This should yield a value close to "42.4586". Feel free to change the input x value in the invoke.sh script to see how the output value changes as well.

Navigate back to the first tab and press Ctrl + C to stop the running run.sh script.

Given that we were able to successfully invoke the app.py Lambda function handler inside the custom container image using the Lambda Runtime Interface Emulator, we can now proceed with pushing our container image to Amazon ECR and using it to create an AWS Lambda function.

Pushing the container image to Amazon ECR

Amazon Elastic Container Registry (ECR) is a container registry service that allows us to store and manage Docker container images. In this section, we will create an ECR repository and then push our custom container image to this ECR repository.

Let’s start by creating an ECR repository:

In the top right-hand corner of the Cloud9 environment, locate and click the circle beside the Share button, as shown in the following screenshot. Select Go To Dashboard from the list of options:

Figure 3.16 – Navigating to the Cloud9 console

This should open the Cloud9 console, where we can find all the created Cloud9 environments.

Type registry in the search bar. Select Elastic Container Registry from the list of results.
Locate and click the Create repository button in the top right-hand corner of the ECR console page.
On the Create repository form, specify the Repository name field value (for example, dlclambda):

Figure 3.17 – Creating an ECR repository

Optionally, you can enable Tag immutability, similar to what is shown in the preceding screenshot. This will help ensure that we do not accidentally overwrite existing container image tags.

Scroll down to the bottom of the page and then click Create Repository.
We should see a success notification, along with the View push commands button, similar to what we have in the following screenshot:

Figure 3.18 – View push commands

Click the View push commands button to open the Push commands for <ECR repository name> popup window.

Locate the bash command inside the gray box under Step 1. Copy the command to the clipboard by clicking the box button highlighted in the following screenshot:

Figure 3.19 – Push commands

This command will be used to authenticate the Docker client in our Cloud9 environment to Amazon ECR. This will give us permission to push and pull container images to Amazon ECR.

Navigate back to the Browser tab with the Cloud9 environment.
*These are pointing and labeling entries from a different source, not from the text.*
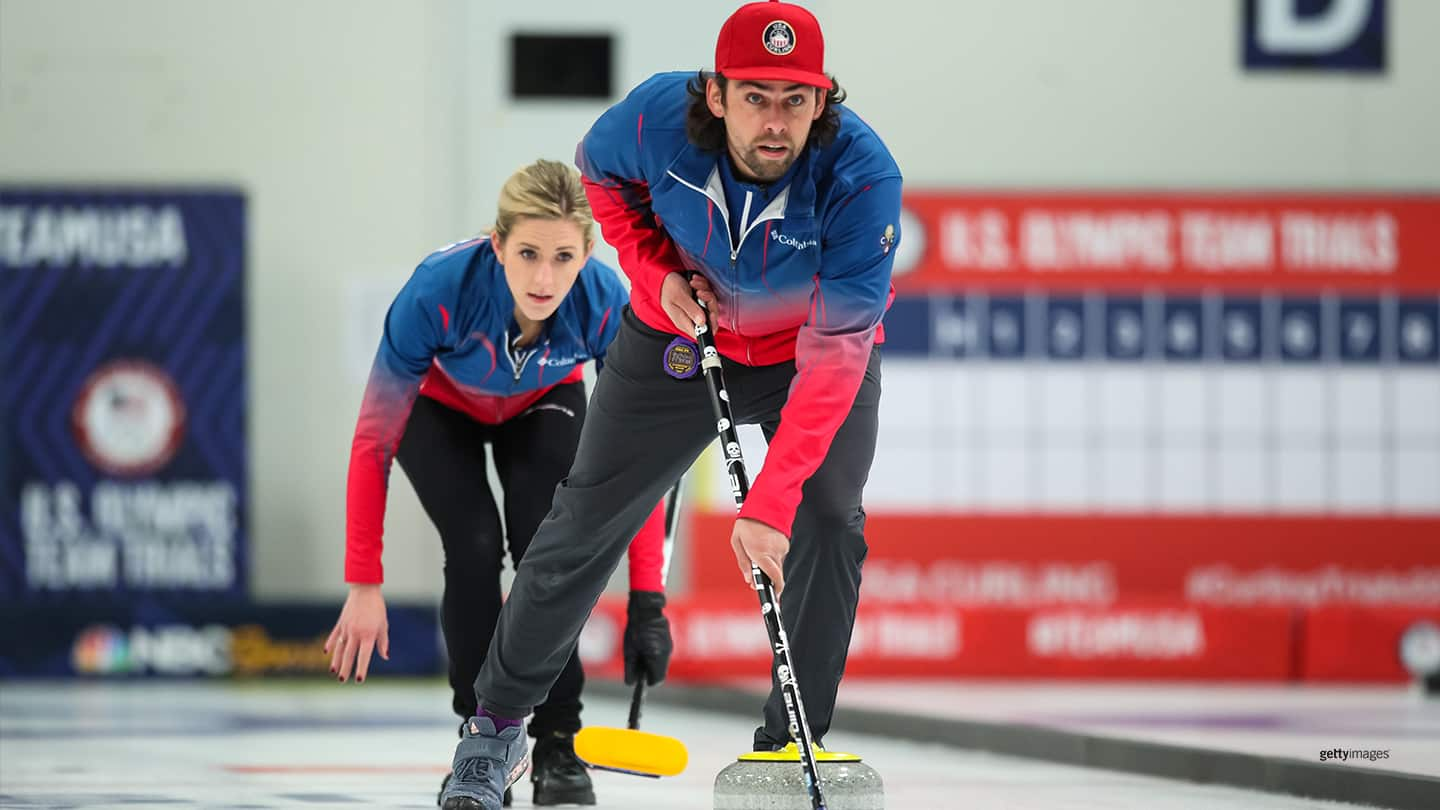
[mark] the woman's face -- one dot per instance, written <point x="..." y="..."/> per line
<point x="542" y="258"/>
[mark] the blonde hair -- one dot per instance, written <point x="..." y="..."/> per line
<point x="546" y="189"/>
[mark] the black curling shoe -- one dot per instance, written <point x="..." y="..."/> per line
<point x="558" y="774"/>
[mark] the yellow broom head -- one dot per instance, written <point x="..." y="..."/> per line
<point x="631" y="751"/>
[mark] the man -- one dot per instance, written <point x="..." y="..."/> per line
<point x="786" y="206"/>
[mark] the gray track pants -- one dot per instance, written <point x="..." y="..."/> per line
<point x="642" y="431"/>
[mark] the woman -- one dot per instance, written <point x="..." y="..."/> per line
<point x="486" y="345"/>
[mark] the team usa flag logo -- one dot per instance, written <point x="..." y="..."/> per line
<point x="779" y="38"/>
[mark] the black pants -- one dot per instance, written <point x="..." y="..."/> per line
<point x="444" y="456"/>
<point x="644" y="431"/>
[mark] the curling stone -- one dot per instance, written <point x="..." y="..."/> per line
<point x="775" y="781"/>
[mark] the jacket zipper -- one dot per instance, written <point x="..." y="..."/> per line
<point x="735" y="247"/>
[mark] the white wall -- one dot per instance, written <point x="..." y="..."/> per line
<point x="369" y="133"/>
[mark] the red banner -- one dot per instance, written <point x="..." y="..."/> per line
<point x="1358" y="644"/>
<point x="723" y="637"/>
<point x="1095" y="559"/>
<point x="1182" y="241"/>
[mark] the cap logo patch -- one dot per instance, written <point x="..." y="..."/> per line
<point x="779" y="38"/>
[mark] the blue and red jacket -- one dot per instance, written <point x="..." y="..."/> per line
<point x="801" y="268"/>
<point x="447" y="337"/>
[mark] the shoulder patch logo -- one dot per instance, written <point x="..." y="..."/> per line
<point x="887" y="239"/>
<point x="779" y="38"/>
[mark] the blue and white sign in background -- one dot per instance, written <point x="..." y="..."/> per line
<point x="123" y="453"/>
<point x="1315" y="35"/>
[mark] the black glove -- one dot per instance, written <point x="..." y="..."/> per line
<point x="647" y="637"/>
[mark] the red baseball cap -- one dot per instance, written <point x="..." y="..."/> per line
<point x="772" y="41"/>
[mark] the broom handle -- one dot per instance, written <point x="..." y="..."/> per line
<point x="769" y="604"/>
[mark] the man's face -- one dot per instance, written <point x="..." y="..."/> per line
<point x="766" y="123"/>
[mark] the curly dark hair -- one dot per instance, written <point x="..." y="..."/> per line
<point x="707" y="131"/>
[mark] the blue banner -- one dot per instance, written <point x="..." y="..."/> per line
<point x="190" y="639"/>
<point x="123" y="451"/>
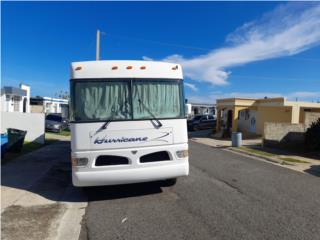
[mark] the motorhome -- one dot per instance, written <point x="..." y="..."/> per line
<point x="127" y="121"/>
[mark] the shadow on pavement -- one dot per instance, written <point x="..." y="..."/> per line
<point x="46" y="172"/>
<point x="122" y="191"/>
<point x="314" y="170"/>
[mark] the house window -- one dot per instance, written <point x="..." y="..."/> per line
<point x="16" y="103"/>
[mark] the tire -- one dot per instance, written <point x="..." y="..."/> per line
<point x="170" y="182"/>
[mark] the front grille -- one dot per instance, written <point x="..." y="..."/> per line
<point x="107" y="160"/>
<point x="155" y="157"/>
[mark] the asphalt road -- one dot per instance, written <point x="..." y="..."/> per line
<point x="226" y="196"/>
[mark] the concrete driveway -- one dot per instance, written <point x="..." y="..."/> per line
<point x="38" y="200"/>
<point x="226" y="196"/>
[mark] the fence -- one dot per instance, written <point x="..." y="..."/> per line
<point x="33" y="123"/>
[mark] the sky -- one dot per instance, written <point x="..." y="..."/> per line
<point x="226" y="49"/>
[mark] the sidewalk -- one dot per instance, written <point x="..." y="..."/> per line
<point x="37" y="196"/>
<point x="252" y="148"/>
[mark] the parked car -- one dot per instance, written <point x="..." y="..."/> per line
<point x="56" y="123"/>
<point x="201" y="122"/>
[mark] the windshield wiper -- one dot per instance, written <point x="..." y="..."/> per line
<point x="152" y="115"/>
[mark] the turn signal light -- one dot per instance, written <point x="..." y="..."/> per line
<point x="182" y="153"/>
<point x="79" y="162"/>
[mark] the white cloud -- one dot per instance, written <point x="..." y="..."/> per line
<point x="145" y="58"/>
<point x="191" y="86"/>
<point x="305" y="95"/>
<point x="213" y="96"/>
<point x="289" y="29"/>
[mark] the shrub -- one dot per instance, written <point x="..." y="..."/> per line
<point x="312" y="137"/>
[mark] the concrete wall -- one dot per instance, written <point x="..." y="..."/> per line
<point x="37" y="108"/>
<point x="272" y="114"/>
<point x="247" y="121"/>
<point x="33" y="123"/>
<point x="310" y="117"/>
<point x="283" y="134"/>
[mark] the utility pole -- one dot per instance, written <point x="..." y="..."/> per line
<point x="98" y="46"/>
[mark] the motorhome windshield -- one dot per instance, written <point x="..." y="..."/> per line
<point x="127" y="99"/>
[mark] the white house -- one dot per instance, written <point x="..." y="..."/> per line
<point x="15" y="99"/>
<point x="50" y="105"/>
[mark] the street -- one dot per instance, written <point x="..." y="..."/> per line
<point x="226" y="196"/>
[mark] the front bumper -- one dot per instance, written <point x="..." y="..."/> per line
<point x="134" y="172"/>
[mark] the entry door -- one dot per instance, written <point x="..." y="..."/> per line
<point x="253" y="121"/>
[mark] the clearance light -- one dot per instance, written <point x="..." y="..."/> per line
<point x="182" y="153"/>
<point x="79" y="162"/>
<point x="175" y="67"/>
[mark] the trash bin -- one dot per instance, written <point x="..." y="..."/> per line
<point x="15" y="139"/>
<point x="4" y="143"/>
<point x="236" y="139"/>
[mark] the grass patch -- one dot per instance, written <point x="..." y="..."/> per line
<point x="294" y="160"/>
<point x="62" y="133"/>
<point x="27" y="147"/>
<point x="258" y="152"/>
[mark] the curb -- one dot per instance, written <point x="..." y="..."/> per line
<point x="269" y="159"/>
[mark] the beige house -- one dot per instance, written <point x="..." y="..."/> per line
<point x="249" y="115"/>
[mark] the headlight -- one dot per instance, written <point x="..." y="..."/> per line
<point x="182" y="153"/>
<point x="79" y="162"/>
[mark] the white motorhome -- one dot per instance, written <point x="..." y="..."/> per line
<point x="127" y="121"/>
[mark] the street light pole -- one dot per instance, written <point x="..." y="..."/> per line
<point x="98" y="46"/>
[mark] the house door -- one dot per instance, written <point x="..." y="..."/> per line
<point x="229" y="119"/>
<point x="24" y="105"/>
<point x="253" y="121"/>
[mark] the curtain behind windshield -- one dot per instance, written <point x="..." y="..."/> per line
<point x="102" y="101"/>
<point x="161" y="98"/>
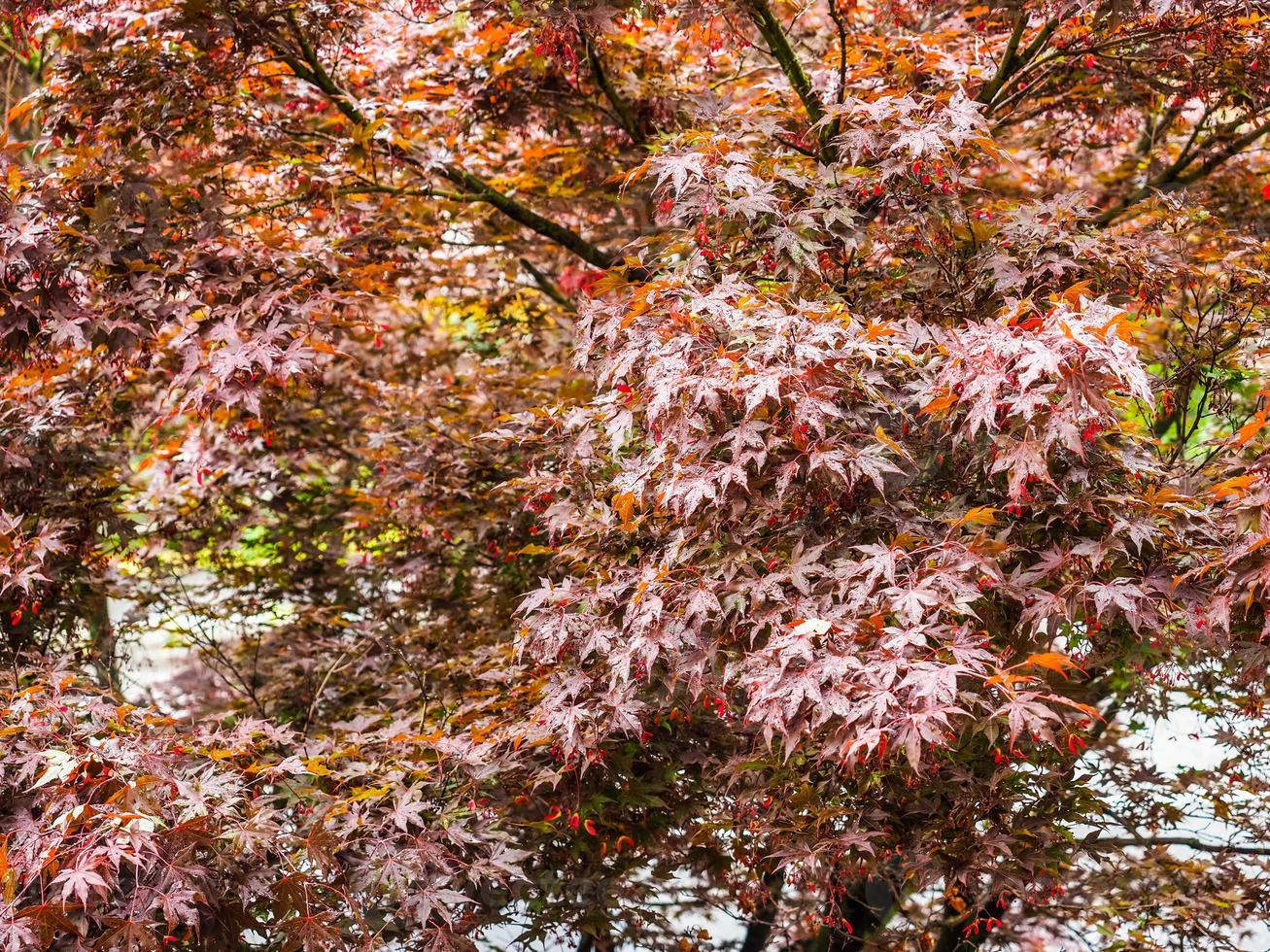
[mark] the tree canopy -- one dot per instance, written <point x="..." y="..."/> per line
<point x="628" y="466"/>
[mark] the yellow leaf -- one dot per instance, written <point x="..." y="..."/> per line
<point x="1054" y="662"/>
<point x="940" y="404"/>
<point x="1250" y="429"/>
<point x="886" y="441"/>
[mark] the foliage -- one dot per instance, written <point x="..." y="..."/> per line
<point x="619" y="460"/>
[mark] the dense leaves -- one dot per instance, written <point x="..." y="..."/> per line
<point x="619" y="468"/>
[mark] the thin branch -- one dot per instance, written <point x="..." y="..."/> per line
<point x="1009" y="63"/>
<point x="625" y="117"/>
<point x="1178" y="840"/>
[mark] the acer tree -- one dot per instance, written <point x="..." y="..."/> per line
<point x="732" y="475"/>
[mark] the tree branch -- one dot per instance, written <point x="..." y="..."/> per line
<point x="778" y="44"/>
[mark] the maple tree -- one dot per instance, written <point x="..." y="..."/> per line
<point x="628" y="466"/>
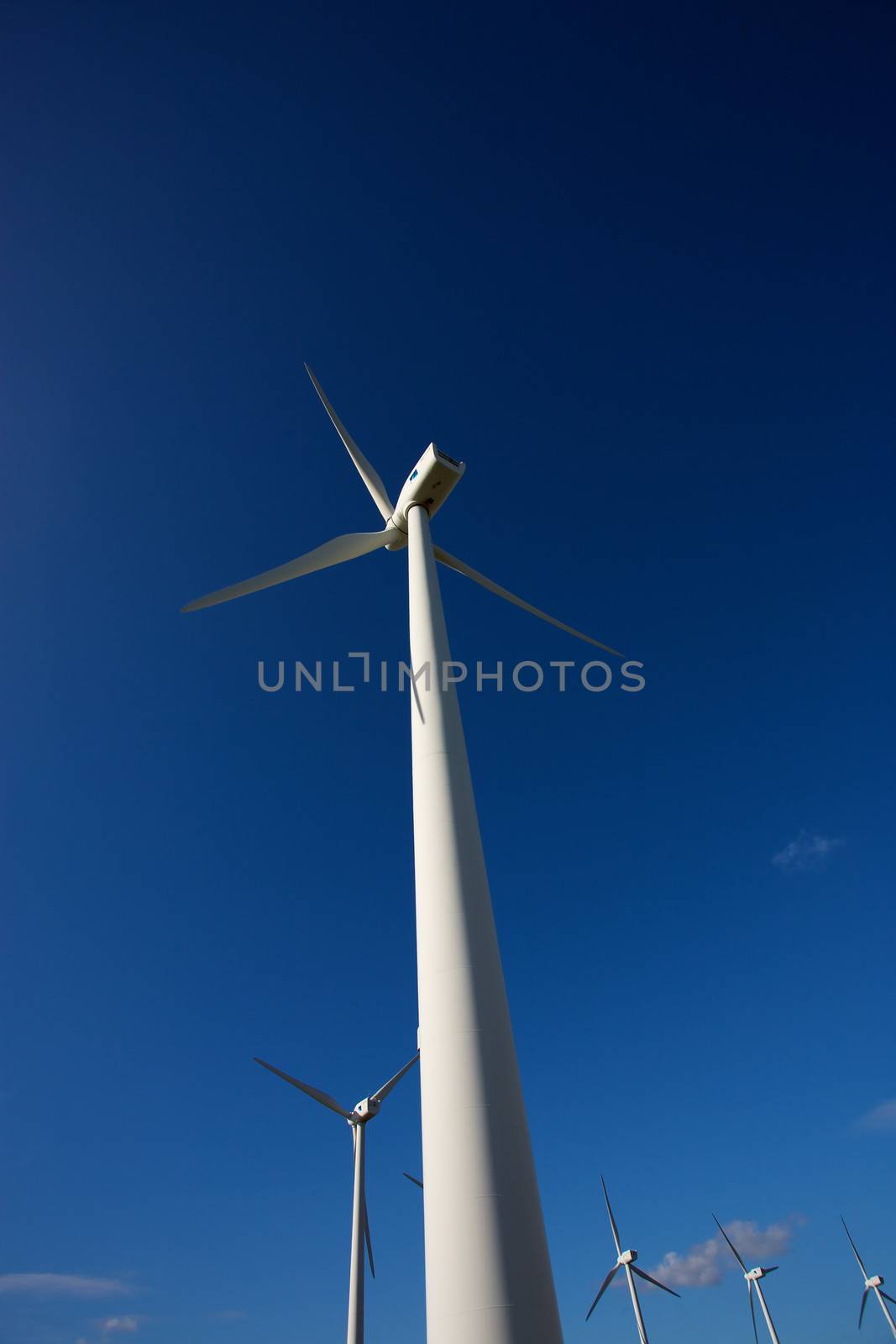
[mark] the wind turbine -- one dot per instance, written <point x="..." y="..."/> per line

In the Terminal, paste and run the copied bash command:

Figure 3.20 – Running the client authentication command

We should get a Login Succeeded message. Without this step, we wouldn’t be able to push and pull container images from Amazon ECR.

Navigate back to the browser tab with the ECR push commands and copy the command under Step 3, as highlighted in the following screenshot:

Figure 3.21 – Copying the docker tag command

This time, we will be copying the docker tag command from the Push commands window to the clipboard. The docker tag command is used to create and map named references to Docker images.

Note

The docker tag command is used to specify and add metadata (such as the name and the version) to a container image. A container image repository stores different versions of a specific image, and the docker tag command helps the repository identify which version of the image will be updated (or uploaded) when the docker push command is used. For more information, feel free to check out https://docs.docker.com/engine/reference/commandline/tag/.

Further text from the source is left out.